Adapun daerah yang menjadi peserta survei pengawasan percepatan penurunan stunting dari KPAI antara lain Barito Kuala, Boalemo, Bolaang Mongondow Selatan, Bondowoso, Brebes, Buleleng, Buton Tengah, Gunung Kidul, Halmahera Timur, Jakarta Utara Jember, dan Jembrana.
Selain itu, ada Kapuas Hulu, Kepahiang, Kulon Progo, Lombok Tengah, Ogan Ilir, Padang Lawas, Pasaman Barat, Pesawaran, Siak, Sigi, Sukabumi, Tana Tidung, Tana Toraja, Tapanuli Selatan, Timor tengah Selatan.
KPAI melakukan survei terhadap sejumlah indikator penerapan program percepatan penurunan stunting mulai dari peraturan daerah, sarana prasarana, hingga pemahaman masyarakat terkait stunting.

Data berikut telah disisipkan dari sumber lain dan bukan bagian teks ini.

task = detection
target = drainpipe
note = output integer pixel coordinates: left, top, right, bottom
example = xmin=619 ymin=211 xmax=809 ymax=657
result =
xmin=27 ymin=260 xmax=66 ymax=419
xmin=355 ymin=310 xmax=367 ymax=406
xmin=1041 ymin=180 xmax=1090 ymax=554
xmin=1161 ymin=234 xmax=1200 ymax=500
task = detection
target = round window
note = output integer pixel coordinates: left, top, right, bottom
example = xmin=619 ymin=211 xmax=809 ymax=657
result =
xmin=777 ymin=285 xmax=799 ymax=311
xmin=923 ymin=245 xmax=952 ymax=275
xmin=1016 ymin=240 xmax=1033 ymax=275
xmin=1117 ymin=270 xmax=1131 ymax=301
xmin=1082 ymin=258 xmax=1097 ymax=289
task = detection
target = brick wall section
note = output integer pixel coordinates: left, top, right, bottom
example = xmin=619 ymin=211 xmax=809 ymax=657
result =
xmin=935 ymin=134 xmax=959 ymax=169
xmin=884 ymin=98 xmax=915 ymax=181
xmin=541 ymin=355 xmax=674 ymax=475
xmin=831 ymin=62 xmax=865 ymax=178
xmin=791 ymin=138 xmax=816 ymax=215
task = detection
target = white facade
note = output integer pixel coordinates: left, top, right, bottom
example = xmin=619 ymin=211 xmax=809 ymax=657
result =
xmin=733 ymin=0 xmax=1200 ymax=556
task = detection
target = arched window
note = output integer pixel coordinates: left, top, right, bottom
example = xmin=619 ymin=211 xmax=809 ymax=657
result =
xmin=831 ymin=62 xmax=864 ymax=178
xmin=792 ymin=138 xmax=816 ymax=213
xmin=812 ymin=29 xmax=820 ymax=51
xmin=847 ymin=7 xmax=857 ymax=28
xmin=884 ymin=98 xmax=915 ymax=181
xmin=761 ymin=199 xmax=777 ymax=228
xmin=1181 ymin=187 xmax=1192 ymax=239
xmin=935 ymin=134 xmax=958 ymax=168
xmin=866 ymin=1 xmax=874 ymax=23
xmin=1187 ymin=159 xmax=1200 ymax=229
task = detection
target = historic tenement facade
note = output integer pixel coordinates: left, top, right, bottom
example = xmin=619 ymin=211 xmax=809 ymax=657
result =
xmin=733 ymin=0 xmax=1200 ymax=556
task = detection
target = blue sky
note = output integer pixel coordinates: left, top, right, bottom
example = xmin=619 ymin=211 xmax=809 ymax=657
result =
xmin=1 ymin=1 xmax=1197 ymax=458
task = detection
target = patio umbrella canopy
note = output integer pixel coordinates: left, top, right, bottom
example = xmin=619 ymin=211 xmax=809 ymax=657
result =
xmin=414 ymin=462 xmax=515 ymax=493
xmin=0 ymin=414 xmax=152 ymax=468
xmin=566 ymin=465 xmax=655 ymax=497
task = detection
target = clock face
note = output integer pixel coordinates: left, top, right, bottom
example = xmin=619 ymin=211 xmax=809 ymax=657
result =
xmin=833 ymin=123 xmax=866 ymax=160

KPAI menemukan bahwa beberapa daerah sudah menerbitkan peraturan atau kebijakan mengenai percepatan penurunan stunting di mana kebijakan tersebut berupa peraturan Bupati.

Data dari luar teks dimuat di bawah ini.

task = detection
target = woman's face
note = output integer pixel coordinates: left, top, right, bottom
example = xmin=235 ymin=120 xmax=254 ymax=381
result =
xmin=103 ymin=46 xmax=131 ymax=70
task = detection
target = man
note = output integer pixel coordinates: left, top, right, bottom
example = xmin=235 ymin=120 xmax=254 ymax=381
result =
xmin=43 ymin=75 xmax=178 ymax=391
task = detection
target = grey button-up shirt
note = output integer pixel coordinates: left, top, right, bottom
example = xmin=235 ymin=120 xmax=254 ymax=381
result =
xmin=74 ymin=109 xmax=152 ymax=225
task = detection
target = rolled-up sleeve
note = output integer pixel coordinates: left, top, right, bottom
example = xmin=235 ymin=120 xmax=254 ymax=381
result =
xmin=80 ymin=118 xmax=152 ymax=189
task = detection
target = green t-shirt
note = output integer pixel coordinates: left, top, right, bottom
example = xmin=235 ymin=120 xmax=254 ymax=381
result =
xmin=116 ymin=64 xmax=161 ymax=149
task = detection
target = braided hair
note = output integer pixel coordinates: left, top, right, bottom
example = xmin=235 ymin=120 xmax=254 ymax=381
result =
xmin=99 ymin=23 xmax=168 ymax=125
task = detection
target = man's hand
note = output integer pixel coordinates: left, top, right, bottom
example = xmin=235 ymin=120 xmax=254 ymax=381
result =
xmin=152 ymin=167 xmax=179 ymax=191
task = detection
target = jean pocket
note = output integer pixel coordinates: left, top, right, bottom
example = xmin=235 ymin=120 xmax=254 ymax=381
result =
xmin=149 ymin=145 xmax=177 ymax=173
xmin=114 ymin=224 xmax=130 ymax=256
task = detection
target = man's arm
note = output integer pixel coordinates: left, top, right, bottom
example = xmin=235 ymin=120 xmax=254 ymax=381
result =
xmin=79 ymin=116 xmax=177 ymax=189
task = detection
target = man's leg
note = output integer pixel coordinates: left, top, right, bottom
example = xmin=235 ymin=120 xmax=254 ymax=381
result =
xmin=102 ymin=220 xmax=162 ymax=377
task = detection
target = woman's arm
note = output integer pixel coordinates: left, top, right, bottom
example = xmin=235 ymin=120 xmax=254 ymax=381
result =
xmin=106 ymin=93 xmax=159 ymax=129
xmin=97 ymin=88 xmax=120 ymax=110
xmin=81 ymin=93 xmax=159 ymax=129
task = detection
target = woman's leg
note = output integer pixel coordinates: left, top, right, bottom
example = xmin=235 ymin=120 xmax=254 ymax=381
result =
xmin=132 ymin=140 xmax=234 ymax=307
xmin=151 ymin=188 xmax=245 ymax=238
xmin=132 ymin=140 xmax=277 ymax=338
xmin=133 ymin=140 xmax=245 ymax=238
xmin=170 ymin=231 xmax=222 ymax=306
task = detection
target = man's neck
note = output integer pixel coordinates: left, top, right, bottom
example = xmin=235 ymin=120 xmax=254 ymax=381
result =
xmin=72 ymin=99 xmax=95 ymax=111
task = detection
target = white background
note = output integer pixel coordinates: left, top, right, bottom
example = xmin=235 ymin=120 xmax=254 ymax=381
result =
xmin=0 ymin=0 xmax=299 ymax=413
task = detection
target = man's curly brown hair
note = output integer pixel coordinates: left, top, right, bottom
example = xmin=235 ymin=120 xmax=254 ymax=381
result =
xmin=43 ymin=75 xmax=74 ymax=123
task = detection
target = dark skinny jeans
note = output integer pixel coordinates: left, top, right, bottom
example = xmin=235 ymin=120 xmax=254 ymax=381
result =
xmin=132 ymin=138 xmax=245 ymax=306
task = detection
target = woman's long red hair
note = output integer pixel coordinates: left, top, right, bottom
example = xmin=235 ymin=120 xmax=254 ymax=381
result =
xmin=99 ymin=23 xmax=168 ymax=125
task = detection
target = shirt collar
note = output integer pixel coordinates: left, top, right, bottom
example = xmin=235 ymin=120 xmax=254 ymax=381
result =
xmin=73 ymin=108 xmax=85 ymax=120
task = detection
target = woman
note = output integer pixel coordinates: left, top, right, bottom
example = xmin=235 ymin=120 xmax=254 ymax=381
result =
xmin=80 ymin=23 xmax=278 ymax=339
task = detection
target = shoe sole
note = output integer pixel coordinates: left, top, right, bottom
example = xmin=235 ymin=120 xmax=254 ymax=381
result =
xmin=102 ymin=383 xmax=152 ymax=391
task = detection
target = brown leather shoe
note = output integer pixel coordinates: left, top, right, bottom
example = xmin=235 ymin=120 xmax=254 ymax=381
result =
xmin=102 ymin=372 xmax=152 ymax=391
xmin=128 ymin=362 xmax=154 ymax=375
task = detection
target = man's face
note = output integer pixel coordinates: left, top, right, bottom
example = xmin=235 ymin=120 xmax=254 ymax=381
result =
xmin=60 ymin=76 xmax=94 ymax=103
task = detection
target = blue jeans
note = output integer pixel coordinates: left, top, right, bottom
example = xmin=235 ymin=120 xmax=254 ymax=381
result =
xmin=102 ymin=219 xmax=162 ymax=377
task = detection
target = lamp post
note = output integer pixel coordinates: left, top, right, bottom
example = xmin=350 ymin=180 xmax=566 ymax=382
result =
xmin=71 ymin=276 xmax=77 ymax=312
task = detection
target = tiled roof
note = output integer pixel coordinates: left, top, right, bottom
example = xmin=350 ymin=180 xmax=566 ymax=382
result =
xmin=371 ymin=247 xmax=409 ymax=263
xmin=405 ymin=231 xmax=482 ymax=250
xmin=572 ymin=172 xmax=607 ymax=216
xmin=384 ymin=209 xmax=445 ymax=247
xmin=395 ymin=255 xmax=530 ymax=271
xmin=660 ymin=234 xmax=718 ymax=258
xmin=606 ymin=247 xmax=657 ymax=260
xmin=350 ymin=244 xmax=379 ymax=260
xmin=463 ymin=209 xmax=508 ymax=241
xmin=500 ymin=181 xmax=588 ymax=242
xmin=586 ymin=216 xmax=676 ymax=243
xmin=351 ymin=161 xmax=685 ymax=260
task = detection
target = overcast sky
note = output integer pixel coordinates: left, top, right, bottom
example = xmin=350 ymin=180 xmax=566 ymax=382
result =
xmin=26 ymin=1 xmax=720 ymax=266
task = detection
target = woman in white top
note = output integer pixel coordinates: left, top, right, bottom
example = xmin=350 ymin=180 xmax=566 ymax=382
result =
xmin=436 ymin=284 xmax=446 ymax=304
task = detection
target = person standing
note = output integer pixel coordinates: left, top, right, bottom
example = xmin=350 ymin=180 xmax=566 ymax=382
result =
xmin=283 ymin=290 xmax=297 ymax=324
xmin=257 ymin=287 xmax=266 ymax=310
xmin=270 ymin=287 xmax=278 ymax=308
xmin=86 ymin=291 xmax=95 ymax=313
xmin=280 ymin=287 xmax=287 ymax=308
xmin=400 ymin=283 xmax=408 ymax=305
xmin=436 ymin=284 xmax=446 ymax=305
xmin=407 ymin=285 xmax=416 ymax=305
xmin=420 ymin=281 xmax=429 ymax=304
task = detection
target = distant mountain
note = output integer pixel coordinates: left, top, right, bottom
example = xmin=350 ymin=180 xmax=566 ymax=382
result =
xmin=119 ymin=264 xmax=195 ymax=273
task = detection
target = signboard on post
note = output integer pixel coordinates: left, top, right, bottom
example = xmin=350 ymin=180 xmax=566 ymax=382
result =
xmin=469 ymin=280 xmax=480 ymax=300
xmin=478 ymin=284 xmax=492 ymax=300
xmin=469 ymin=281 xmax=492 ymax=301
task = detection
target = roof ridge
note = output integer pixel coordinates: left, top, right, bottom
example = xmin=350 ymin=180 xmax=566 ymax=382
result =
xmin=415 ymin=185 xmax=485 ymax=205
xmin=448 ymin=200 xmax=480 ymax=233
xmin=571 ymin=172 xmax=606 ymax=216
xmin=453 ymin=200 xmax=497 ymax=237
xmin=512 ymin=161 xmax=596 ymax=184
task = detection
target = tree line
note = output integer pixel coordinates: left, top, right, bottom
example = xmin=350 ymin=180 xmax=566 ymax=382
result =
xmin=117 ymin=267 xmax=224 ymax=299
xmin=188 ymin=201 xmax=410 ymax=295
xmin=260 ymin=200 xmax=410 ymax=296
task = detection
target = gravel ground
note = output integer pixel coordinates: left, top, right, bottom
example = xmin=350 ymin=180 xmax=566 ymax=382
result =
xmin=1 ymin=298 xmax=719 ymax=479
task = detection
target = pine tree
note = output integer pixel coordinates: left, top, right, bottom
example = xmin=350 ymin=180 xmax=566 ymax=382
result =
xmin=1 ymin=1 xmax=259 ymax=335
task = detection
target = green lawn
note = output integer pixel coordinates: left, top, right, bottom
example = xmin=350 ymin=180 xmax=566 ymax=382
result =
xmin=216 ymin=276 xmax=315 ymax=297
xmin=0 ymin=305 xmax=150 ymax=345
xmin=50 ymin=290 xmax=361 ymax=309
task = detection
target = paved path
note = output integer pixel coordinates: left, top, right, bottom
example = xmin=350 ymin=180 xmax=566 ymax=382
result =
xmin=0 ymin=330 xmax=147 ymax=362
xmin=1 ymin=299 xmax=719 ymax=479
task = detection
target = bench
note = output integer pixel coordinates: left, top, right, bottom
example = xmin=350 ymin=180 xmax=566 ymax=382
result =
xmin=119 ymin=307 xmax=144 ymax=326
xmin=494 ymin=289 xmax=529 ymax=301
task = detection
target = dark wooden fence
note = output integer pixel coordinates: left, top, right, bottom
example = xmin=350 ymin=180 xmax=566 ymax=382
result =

Sebagai implementasi dari peraturan daerah yang berlaku, KPAI mencatat hampir semua daerah memiliki program inovasi terkait penurunan stunting. KPAI juga menemukan sejumlah daerah memiliki program inovasi serupa Gerimis Telur (Gerakan Minum Susu dan Makan Telur).

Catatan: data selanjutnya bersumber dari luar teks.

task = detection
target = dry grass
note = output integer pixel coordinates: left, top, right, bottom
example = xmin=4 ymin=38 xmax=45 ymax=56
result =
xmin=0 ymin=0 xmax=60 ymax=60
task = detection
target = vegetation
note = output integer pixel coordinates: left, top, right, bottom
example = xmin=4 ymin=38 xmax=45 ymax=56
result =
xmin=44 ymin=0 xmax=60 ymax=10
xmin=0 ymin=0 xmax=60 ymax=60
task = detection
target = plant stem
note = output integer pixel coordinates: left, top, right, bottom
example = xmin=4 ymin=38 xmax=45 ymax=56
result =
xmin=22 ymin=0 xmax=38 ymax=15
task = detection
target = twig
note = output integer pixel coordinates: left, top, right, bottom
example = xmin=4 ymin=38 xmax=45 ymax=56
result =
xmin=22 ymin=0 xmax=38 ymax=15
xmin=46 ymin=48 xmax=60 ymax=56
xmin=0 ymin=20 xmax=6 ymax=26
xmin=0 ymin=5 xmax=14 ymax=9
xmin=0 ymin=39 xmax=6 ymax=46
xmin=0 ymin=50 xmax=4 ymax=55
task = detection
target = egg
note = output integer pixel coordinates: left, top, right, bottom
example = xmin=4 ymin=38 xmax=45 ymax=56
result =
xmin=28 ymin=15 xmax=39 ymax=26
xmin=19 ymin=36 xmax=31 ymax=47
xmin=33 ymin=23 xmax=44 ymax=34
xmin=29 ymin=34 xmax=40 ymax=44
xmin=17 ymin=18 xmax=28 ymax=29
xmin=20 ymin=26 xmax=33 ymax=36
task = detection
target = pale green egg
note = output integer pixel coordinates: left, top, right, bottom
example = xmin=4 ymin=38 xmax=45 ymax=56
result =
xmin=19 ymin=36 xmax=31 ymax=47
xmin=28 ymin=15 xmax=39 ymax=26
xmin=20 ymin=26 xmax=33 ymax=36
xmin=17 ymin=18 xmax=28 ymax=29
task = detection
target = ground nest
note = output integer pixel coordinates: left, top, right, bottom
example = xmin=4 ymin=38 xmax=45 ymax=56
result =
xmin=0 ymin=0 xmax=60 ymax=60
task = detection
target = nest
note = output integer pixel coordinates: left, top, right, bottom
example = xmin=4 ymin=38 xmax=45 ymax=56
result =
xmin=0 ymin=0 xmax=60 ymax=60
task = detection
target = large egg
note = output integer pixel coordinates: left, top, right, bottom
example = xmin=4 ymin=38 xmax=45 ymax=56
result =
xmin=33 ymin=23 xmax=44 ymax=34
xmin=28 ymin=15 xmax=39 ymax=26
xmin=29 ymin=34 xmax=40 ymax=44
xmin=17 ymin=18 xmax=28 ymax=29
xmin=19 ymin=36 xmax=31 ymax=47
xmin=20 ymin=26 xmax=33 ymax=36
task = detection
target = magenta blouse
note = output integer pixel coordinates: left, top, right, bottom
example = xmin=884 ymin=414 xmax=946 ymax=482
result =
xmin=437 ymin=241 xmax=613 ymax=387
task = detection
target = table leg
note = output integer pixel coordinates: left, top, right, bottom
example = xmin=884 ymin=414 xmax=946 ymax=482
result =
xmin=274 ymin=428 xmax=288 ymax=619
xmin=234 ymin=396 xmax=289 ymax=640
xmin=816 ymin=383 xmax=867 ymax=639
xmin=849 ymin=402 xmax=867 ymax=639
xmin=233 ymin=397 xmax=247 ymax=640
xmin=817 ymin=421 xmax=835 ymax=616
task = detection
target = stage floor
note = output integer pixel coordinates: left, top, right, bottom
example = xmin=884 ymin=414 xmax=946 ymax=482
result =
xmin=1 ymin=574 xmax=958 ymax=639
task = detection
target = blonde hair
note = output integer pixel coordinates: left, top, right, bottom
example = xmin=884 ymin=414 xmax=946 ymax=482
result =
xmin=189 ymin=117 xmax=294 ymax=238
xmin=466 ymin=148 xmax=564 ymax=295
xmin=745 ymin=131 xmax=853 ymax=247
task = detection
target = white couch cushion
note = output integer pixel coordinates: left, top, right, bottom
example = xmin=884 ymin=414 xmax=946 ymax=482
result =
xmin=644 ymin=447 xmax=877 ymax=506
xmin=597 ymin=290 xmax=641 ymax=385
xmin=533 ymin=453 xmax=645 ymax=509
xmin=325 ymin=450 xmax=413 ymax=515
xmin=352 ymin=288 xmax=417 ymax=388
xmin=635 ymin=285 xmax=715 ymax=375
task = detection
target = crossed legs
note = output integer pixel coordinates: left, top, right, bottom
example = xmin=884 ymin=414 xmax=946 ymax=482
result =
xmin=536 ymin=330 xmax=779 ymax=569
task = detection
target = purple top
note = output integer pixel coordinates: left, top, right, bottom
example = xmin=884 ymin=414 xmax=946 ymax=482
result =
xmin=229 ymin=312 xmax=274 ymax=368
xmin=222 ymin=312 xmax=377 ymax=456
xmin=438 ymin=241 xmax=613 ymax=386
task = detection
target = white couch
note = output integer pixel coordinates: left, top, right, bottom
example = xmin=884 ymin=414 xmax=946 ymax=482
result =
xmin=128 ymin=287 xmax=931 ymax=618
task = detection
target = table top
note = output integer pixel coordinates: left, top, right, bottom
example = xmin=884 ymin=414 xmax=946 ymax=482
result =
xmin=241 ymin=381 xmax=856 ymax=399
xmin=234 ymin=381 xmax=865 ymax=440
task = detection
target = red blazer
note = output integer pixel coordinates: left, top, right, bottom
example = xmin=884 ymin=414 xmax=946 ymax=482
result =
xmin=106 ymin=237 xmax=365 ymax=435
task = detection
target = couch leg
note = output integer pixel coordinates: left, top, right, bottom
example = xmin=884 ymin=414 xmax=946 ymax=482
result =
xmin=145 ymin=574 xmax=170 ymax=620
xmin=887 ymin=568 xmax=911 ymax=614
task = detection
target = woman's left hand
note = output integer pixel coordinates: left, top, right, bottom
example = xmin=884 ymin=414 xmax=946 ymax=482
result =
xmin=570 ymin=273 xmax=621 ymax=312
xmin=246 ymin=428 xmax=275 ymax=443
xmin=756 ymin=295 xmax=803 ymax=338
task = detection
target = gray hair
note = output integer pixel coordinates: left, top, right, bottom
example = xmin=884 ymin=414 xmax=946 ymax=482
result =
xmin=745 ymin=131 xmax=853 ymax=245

Setiap daerah juga telah memiliki layanan pendidikan anak usia dini yang berperan dalam menurunkan angka stunting melalui program parenting, sosialisasi kepada orang tua, dan integrasi dengan pihak-pihak lain.
Namun, di beberapa daerah pemahaman masyarakat mengenai stunting masih rendah sehingga KPAI merekomendasikan untuk menjalankan program edukasi lebih masif terutama kepada masyarakat kelas menengah ke bawah yang tingkat pendidikannya belum cukup memadai sekaligus berisiko tinggi terdampak stunting.
Selain itu setiap daerah juga masih terkendala dalam hal sarana dan prasarana seperti alat antropometri. Kendala tersebut disebabkan oleh rendahnya realisasi anggaran untuk pencegahan stunting yang juga menjadi permasalahan di sejumlah daerah.
Menanggapi kendala tersebut, KPAI merekomendasikan kepada pemerintah daerah perlunya alokasi Anggaran Pendapat dan Belanja Daerah (APBD) lebih banyak yaitu sekitar 10 persen agar realisasi percepatan penurunan stunting dapat berjalan optimal.
"Untuk pencegahan dan penurunan stunting yang lebih banyak, kita mendorong 10 persen di APBD sehingga dalam perencanaan dan realisasi betul-betul bisa maksimal di atas 50 persen, jadi program dan komitmen ini perlu direalisasikan," ujar Jasra.
Meskipun segi sarana dan prasarana belum optimal, laporan KPAI menyebutkan bahwa fasilitas pengukuran berat dan tinggi badan anak di fasilitas kesehatan masyarakat telah menggunakan alat ukur standar yang dibuat oleh Kementerian Kesehatan dan proses pengukuran dilakukan mengikuti prosedur yang berlaku.
KPAI juga menemukan bahwa proses pemantauan pelayanan percepatan penurunan stunting terhadap keluarga berupa pemberian imunisasi dasar lengkap (IDL) dan makanan pendamping air susu ibu (MPASI) telah dilakukan setiap daerah.